CVE-2025-2128 identifies a time-based SQL Injection vulnerability in the Cost Calculator Builder WordPress plugin developed by stylemix. The flaw exists in all plugin versions up to and including 3.2.67 due to improper neutralization of special elements in the 'order_ids' parameter. Specifically, the plugin fails to sufficiently escape user-supplied input and does not use prepared statements or parameterized queries, allowing attackers to inject arbitrary SQL code. Exploitation requires authentication at Subscriber level or higher, which is a relatively low privilege level in WordPress, making the attack vector accessible to many users. The vulnerability enables attackers to append additional SQL queries to existing ones, facilitating the extraction of sensitive data from the backend database through time-based blind SQL Injection techniques. This type of attack infers data by measuring response delays, thus not requiring direct error messages or visible output. The CVSS v3.1 base score is 6.5 (medium severity), reflecting network attack vector, low attack complexity, required privileges, no user interaction, and high confidentiality impact but no integrity or availability impact. No public exploits have been reported yet, but the vulnerability is publicly disclosed and should be considered exploitable. The plugin is widely used in WordPress environments, which are prevalent globally, especially in small to medium business websites that rely on cost estimation tools.

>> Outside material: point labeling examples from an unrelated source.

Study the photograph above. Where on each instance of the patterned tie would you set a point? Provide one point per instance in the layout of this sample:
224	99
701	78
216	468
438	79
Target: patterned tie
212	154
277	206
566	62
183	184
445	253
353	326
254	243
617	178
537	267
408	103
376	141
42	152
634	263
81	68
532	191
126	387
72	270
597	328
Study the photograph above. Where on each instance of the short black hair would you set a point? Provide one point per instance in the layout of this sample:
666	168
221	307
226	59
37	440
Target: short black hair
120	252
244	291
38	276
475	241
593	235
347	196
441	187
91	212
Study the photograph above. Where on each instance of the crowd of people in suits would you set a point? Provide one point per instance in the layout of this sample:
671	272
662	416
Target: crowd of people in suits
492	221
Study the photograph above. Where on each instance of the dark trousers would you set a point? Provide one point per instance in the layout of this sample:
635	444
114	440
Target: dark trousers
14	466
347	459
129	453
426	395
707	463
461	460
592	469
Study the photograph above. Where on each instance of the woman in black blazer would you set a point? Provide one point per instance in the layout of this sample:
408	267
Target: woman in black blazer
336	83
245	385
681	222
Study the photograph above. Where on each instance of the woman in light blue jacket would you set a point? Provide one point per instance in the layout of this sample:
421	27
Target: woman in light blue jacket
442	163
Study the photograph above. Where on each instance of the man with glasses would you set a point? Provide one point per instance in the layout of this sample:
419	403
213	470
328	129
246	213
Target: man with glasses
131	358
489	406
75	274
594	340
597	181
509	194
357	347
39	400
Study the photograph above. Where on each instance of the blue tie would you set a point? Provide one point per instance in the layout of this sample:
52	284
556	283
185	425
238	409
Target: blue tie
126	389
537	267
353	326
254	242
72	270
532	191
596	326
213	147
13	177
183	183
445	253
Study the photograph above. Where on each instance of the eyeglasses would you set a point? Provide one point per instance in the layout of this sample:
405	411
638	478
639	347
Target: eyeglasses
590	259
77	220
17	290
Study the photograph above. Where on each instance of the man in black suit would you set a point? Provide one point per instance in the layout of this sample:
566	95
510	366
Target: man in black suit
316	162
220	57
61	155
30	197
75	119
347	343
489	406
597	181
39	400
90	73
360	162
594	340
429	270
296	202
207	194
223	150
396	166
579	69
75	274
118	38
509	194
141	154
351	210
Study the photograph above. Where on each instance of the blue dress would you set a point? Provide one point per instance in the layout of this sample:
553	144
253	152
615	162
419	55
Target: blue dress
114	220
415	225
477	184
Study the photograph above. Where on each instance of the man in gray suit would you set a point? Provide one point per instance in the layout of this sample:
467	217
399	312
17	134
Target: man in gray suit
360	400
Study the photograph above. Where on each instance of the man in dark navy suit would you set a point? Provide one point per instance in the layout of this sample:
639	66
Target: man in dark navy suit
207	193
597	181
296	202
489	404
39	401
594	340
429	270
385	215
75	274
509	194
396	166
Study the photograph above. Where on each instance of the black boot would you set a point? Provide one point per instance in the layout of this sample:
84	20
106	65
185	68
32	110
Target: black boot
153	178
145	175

The lack of a patch link indicates that a fix may not yet be available, increasing urgency for mitigation.

The primary impact of this vulnerability is unauthorized disclosure of sensitive information stored in the WordPress site's database, such as user data, configuration details, or business-critical information managed by the Cost Calculator Builder plugin. Since the attack requires only Subscriber-level access, which is commonly granted to registered users or customers, the attack surface is broad. Confidentiality breaches can lead to data leakage, privacy violations, and potential compliance issues under regulations like GDPR or CCPA. Although the vulnerability does not affect data integrity or availability, the exposure of sensitive data can facilitate further attacks, including privilege escalation, phishing, or targeted exploitation of other vulnerabilities. Organizations running WordPress sites with this plugin installed are at risk of data compromise, reputational damage, and potential financial loss. The absence of known exploits in the wild currently reduces immediate risk but does not eliminate the threat, especially as proof-of-concept code may emerge following disclosure.

1. Immediately upgrade the Cost Calculator Builder plugin to a patched version once available from the vendor. Monitor stylemix official channels for updates. 2. Until a patch is released, restrict or review user roles and permissions to limit Subscriber-level access where possible, reducing the number of users who can exploit the vulnerability. 3. Implement Web Application Firewall (WAF) rules to detect and block suspicious SQL Injection patterns targeting the 'order_ids' parameter, focusing on time-based injection signatures. 4. Apply input validation and sanitization at the application level by customizing or hardening the plugin code to enforce strict type and format checks on 'order_ids'. 5. Use database query parameterization or prepared statements if modifying the plugin code is feasible, to prevent injection. 6. Conduct regular security audits and monitoring of database query logs to detect anomalous queries indicative of exploitation attempts. 7. Educate site administrators and users about the risks of elevated privileges and enforce strong authentication mechanisms to reduce account compromise likelihood. 8. Backup databases regularly to ensure recovery in case of data compromise.